Almost every family has a favorite recipe that has stood the test of time — a popular dish with a story of its own that draws rave reviews from the generations.
The local Home Instead Senior Care office is encouraging family caregivers to dig into the family recipe box to find that dish, and prepare and share a meal with their senior loved one.
Then enter that recipe and the story about what makes the dish so special in the Craving Companionship Recipe Contest, which started July 15 and runs through Sept. 15. The contest is part of the Craving Companionship program at www.mealsandcompanionship.com, launched to help seniors stay connected socially and eat more nutritiously. Home Instead Senior Care network research has discovered that seniors’ biggest mealtime challenge is lack of companionship.
“Many seniors need help planning and preparing nutritious meals,” said Tom Suharik, owner of the Home Instead Senior Care office serving Yolo and upper Solano counties, in a news release. “But that’s only part of the story. Research reveals that seniors who live alone want good-tasting, nutritious food and stimulating conversation when they share home-cooked meals with family and friends.”
The program offers family caregivers tips and practical advice to encourage companionship and easy, healthy meals. For more details about the contest including guidelines and prizes, visit www.mealsandcompanionship.com. Selected recipes and stories will be posted online as well as in the Homemade Memories Cookbook that will be available for purchase in time for the 2011 holiday season. Proceeds will go to the nonprofit Home Instead Senior Care Foundation to benefit North American seniors.

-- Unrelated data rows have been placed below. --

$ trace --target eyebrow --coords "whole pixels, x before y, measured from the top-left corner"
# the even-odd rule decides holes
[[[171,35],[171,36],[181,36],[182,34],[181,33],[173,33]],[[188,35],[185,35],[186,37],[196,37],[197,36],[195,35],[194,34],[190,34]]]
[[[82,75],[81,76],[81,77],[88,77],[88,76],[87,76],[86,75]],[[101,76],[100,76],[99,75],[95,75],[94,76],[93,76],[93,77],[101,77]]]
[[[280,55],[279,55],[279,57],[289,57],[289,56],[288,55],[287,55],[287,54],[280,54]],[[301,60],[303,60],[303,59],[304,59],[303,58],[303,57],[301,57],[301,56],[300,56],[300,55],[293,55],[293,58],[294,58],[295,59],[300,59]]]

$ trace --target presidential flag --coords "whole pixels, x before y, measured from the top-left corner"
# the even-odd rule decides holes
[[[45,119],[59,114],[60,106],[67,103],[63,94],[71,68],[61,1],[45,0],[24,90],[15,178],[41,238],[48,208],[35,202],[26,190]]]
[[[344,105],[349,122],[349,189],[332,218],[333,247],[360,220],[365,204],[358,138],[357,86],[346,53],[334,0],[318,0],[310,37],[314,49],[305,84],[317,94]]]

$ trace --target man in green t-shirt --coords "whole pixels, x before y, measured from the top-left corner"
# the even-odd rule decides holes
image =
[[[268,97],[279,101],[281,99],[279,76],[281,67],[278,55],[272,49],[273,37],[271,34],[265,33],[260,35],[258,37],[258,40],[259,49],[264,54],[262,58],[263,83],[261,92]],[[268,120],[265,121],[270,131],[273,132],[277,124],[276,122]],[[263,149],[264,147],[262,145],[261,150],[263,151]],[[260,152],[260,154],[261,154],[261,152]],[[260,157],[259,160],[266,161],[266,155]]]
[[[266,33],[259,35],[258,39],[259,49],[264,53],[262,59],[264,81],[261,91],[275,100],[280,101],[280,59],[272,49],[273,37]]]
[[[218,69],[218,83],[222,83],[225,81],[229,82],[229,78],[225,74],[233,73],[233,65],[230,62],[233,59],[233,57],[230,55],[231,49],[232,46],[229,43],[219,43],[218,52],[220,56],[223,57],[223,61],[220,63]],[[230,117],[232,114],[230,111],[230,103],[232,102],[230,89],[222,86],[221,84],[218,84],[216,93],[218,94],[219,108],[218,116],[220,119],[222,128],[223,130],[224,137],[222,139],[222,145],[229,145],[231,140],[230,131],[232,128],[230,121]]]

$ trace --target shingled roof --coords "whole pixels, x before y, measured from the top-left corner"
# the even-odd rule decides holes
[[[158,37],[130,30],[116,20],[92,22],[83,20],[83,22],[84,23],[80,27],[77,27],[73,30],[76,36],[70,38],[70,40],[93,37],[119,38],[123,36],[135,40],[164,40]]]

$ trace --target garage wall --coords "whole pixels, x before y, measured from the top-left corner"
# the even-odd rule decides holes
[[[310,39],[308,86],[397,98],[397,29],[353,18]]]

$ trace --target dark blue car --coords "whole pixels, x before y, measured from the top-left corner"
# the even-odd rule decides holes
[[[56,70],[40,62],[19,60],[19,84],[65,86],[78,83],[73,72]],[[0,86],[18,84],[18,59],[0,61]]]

Craving Companionship is geared to helping families support a nutritiously vulnerable population — older adults who live alone. In the United States, approximately 40 percent of the population age 75 and older — 6.7 million people — lives alone, according to the U.S. Census Bureau.
The Craving Companionship program and contest are incentives for families to find time to help their loved ones prepare the foods they’ve always loved and enjoy those dishes with them.
“Who likes to eat alone? Nobody,” said Sandy Markwood, CEO of the National Association of Area Agencies on Aging, an expert source for the Craving Companionship program whose members coordinate the popular home-delivered meals program, also known as Meals On Wheels.
“We share the Home Instead Senior Care mission to help older adults live with confidence at home for as long as possible by providing the support they need. Because when a senior is isolated, it’s indicative of bigger challenges that person could be facing.”
Two of five seniors who live alone, or 44 percent, have at least four warning signs of poor nutritional health, which were previously identified and published by the Nutrition Screening Initiative.
According to Home Instead Senior Care network research, the most common of these warning signs and their incidence rates are:
* Eating alone most of the time (76 percent)
* Taking three or more different medications a day (71 percent)
* Eating few fruits, vegetables or milk products (46 percent)
* Having an illness/condition that prompted a change in diet (31 percent)
* Not always being physically able to shop, cook or feed themselves (25 percent)
“Home Instead Senior Care research shows that 59 percent of seniors who live alone say they eat more nutritiously when family and friends are around,” Suharik said in the news release. “They really enjoy having that connection with someone, whether it’s a family caregiver or a professional CAREGiver.”
For its research, the Home Instead Senior Care network completed 600 telephone interviews with seniors age 75 and older in the U.S. who live alone in their own homes or apartments. The sampling error is plus or minus 4 percent with a 95 percent confidence level.
Founded in 1994 in Omaha, Neb., by Lori and Paul Hogan, the Home Instead Senior Care network is the world’s largest provider of non-medical, in-home care services for seniors, with more than 900 independently owned and operated franchises providing in excess of 45 million hours of care throughout the United States and many other countries.
Home Instead Senior Care franchises employ more than 65,000 CAREGivers worldwide who provide basic support services — activities of daily living, personal care, medication reminders, meal preparation, light housekeeping, errands, incidental transportation and shopping — which enable seniors to live safely and comfortably in their own homes for as long as possible.